ABRvS 29 januari 2014 (Redelijke termijn bij niet-punitieve sancties)

Redelijke termijn bij niet-punitieve sanctie, ABRvS 29 januari 2014

Door Sapna Gajadhar

Essentie
In deze zaak van de ABRvS staat een essentieel onderdeel uit het bestuursrecht centraal, namelijk de redelijke termijn. In onderhavige zaak wordt gekeken wat een redelijke termijn is en of van deze termijn kan worden afgeweken.

Rechtsregel
In onderhavig geval gaat het om de vraag of de Staat de redelijke termijn heeft overschreden bij het nemen van een besluit op de afgifte van een verblijfsvergunning.

Wanneer is sprake van een redelijke termijn? In dit geval een redelijke termijn bij niet-punitieve sancties, omdat het wel of niet afgeven van een verblijfsvergunning niet ziet op een punitieve sanctie ofwel niet ziet op het bestraffen van de dader.

Er gelden twee uitgangspunten voor de redelijke termijn bij niet-punitieve sancties:

  1. Besluiten die bekend zijn gemaakt vóór 1 februari 2014. Daarvoor geldt het volgende. De bezwaar- en beroepsfase mogen gezamenlijk niet langer dan drie jaren duren en voor besluiten die in navolging op deze niet-punitieve procedures volgen en die na 1 februari 2014 bekend zijn gemaakt, geldt dat de bezwaar- en beroepsfase niet langer dan twee jaren mag duren.
  2. Besluiten die bekend zijn gemaakt na 1 februari 2014. Daarvoor geldt het volgende. Er is sprake van een redelijke termijn in de bezwaarprocedure indien deze niet langer dan een half jaar heeft geduurd. Er is sprake van een redelijke termijn in de beroepsprocedure indien deze niet langer dan ander halfjaar heeft geduurd.

Uitzonderingen op het overschrijden van de redelijke termijn zijn gerechtvaardigd.
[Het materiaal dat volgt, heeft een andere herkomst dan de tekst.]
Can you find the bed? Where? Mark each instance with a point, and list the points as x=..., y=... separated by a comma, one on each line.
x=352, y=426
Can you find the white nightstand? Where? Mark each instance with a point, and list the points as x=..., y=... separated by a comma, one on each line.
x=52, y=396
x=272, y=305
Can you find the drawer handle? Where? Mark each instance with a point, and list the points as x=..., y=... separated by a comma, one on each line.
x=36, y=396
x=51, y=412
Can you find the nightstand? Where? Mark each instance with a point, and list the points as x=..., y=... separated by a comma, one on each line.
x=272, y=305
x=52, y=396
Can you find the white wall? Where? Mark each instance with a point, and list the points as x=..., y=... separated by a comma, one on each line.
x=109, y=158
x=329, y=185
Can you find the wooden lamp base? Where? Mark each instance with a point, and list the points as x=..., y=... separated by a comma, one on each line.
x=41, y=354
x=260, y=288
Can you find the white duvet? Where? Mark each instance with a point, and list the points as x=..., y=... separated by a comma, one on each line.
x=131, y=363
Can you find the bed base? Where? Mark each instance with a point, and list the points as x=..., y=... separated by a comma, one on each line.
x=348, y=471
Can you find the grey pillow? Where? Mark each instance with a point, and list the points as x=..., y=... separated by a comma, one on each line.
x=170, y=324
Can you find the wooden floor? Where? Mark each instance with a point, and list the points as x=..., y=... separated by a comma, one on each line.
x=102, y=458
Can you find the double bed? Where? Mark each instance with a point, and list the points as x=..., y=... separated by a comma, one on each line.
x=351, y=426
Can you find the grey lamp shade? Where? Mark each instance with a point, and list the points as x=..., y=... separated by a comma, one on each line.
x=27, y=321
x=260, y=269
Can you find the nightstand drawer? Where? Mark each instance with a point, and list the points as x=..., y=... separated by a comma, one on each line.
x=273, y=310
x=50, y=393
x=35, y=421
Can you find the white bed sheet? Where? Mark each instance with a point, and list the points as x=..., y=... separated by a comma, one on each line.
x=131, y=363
Hierbij spelen een aantal factoren een rol:

  • De complexiteit van de zaak;
  • Het gedrag van de appellant gedurende het gehele proces;
  • De wijze waarop de zaak is behandeld door het bestuursorgaan of de rechter.

Inhoud uitspraak
Belanghebbende had op 16 december 2005 een aanvraag ingediend bij de Staatssecretaris van Veiligheid en Justitie middels een formulier. Het ging om een aanvraag voor bepaalde tijd, belanghebbende wilde namelijk als zelfstandige arbeid verrichten in Nederland. Zijn familieleden hebben op diezelfde datum ook een aanvraag ingediend voor gezinshereniging. Deze aanvraag is op 30 januari 2006 buiten behandeling gesteld, omdat er door de belanghebbenden geen retributie is betaald. Op dezelfde dag hebben zij hiertegen bezwaar ingediend. Dit bezwaar is bij besluit van 14 november 2006 ongegrond verklaard door de minister voor Vreemdelingenzaken en Integratie.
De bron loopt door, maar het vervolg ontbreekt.